C57BL/6 Mouse Primary Cardiac Fibroblasts

The Radical Scavenging Role of Vitamin C on Primary Cardiac Fibroblast

Post-MI healing depends on balanced collagen remodeling, yet regulators remain unclear. Xu's team asked whether vitamin C can steer cardiac fibroblast collagen production in a profibrotic milieu mimicking infarct repair. Mouse primary cardiac fibroblasts were isolated from wild-type C57BL/6 mice and cultured under normal and profibrotic (hypoxic + transforming growth factor beta 1) conditions on freshly prepared coatings mimicking extracellular matrix (ECM) remodeling during healing after an MI.

Experiments showed 10 µg/mL vitamin C scavenges radicals. Coatings mimic post-MI healing: fibronectin (early), fibronectin-collagen (mid), collagen (late).
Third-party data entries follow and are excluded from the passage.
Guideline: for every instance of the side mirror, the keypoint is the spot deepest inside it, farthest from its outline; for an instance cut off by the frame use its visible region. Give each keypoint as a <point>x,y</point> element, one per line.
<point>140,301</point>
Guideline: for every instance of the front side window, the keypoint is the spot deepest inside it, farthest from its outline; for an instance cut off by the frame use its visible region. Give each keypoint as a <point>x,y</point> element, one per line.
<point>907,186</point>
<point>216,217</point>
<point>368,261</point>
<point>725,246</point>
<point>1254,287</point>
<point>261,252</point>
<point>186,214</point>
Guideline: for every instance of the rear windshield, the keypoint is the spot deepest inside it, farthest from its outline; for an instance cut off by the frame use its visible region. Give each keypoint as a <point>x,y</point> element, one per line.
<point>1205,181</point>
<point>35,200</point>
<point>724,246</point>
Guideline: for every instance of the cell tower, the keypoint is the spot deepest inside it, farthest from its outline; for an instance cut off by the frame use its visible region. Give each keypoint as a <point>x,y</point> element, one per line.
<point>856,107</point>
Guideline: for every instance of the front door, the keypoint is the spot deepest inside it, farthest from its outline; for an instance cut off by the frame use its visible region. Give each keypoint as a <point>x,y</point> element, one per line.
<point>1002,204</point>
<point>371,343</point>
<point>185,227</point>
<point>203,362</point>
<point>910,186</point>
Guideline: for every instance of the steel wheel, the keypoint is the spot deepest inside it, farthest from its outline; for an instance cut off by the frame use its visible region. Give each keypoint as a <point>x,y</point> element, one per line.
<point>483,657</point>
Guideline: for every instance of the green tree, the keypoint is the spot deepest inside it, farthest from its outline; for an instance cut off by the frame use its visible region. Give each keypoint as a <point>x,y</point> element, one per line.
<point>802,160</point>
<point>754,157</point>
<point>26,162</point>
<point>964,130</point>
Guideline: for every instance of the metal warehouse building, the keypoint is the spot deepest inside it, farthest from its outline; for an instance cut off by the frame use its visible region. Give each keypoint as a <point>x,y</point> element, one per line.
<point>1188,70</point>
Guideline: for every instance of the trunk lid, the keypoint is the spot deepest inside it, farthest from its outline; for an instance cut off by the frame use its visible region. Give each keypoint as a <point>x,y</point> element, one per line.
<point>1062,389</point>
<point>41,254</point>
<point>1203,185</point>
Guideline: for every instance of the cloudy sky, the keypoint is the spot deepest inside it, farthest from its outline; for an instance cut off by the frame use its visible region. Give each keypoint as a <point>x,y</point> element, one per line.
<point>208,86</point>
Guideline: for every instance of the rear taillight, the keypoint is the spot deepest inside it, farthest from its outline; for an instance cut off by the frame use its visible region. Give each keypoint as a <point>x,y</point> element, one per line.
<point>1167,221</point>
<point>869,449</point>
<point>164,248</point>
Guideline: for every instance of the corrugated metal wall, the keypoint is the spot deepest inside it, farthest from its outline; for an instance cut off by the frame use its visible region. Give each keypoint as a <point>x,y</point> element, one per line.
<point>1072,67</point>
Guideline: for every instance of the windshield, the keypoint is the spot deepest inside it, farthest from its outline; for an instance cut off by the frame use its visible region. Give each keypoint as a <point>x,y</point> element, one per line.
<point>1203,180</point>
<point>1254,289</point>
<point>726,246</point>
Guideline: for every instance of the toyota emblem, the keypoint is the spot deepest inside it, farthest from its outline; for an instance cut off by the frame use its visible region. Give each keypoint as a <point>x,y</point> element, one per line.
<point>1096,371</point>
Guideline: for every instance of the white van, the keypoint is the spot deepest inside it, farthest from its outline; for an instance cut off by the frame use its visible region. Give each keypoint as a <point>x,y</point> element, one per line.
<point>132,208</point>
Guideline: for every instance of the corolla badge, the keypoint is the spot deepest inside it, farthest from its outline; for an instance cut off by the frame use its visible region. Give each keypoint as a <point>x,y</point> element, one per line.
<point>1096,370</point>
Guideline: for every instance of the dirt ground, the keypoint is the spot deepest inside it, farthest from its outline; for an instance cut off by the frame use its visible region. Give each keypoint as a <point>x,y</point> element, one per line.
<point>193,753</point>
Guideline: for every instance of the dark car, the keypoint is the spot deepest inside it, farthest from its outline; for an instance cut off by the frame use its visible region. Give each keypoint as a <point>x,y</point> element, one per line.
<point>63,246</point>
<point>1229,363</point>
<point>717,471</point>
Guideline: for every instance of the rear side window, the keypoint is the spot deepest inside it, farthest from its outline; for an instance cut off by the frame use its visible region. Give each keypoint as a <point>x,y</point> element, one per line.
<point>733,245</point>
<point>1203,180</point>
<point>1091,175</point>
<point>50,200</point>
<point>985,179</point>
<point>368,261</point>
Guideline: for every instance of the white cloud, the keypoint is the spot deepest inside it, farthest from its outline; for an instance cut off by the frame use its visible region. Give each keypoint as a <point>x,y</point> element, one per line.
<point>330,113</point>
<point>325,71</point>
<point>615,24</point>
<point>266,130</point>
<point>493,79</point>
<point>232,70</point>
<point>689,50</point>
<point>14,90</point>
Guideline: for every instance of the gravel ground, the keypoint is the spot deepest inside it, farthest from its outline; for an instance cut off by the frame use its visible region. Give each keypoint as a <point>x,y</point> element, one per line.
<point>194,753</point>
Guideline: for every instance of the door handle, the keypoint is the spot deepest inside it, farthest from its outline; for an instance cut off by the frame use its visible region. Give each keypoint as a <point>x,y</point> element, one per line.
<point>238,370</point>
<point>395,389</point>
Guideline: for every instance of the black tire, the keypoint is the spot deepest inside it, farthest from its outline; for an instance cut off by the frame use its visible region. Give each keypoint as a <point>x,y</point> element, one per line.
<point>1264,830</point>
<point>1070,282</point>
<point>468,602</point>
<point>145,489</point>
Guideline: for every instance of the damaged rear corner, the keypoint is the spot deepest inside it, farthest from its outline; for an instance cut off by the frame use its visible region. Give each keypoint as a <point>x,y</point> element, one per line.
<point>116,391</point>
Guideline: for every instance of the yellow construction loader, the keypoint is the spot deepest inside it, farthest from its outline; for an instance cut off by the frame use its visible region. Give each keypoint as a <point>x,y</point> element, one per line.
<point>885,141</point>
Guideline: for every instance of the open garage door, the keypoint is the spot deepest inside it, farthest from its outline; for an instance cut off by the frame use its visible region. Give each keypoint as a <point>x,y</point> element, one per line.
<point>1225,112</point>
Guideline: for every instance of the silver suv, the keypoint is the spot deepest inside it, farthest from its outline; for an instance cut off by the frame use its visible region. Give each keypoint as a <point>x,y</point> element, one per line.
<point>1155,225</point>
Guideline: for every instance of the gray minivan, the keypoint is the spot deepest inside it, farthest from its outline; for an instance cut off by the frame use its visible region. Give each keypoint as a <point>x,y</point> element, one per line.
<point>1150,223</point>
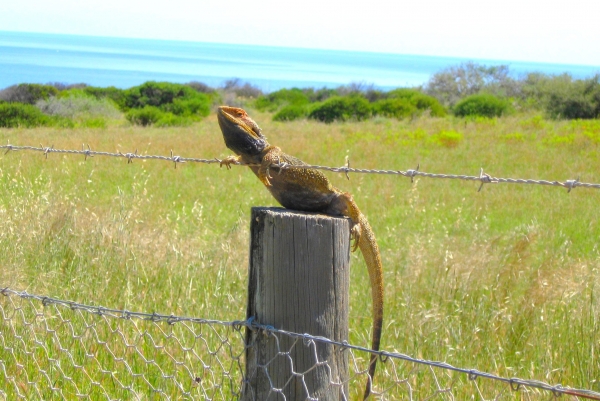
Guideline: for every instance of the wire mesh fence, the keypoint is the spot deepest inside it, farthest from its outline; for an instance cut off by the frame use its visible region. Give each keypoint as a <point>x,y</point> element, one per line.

Under hypoxia + TGF-β1, ROS and mitochondrial ROS were quantified by DHE/mitoSOX and normalized to DAPI (Fig 1, 2). Without vitamin C, fibronectin raised cytosolic ROS to 0.23 ± 0.04 % at 24 h (Fig. 1A) and returned to control by 72 h. With vitamin C, values matched control, rising only slightly at 72 h (0.1 ± 0.06 %). Mitochondrial ROS peaked early then fell; at 72 h fibronectin suppressed it, whereas collagen coatings sustained elevation (Fig. 1C-D).

IgE Down-Regulated miR-486a-5p in Primary Cardiac Fibroblast

High IgE is linked to heart-failure fibrosis, yet how it acts on cardiac fibroblasts (CFs) is unknown. Zhao's team aims to clarify the IgE-FcεR1 pathway driving collagen production and identify microRNA mediators amenable to therapeutic correction.

To determine whether IgE drives cardiac fibrosis via miRNA remodeling, they performed miRNA-seq on IgE-treated CFs. Fifty-two IgE-responsive miRNAs were identified (heatmap, Fig. 3A); two of them-miR-196a-5p and miR-218-5p-were predicted by TargetScan7.1 to target Col1a1/Col3a1 (Fig. 3B). By cross-referencing our data with published fibrosis-miRNA sets, seven additional candidates emerged (miR-382-5p, -467a-3p, -145a-5p, -365-3p, -20a-5p, -196a-5p, -486a-5p; Venn, Fig. 3C). qPCR validation in FcεR1-WT vs FcεR1-KO CFs (Fig. 3D) confirmed that IgE significantly up-regulated miR-467a-3p and down-regulated miR-196a-5p and miR-486a-5p only when FcεR1 was present, matching the sequencing trend. Among these, miR-486a-5p exhibited the highest basal level; its expression declined time-dependently after IgE stimulation in WT but not KO cells (Fig. 3E). Thus, IgE-FcεR1 signaling selectively suppresses miR-486a-5p, implicating this miRNA in IgE-mediated cardiac fibrosis.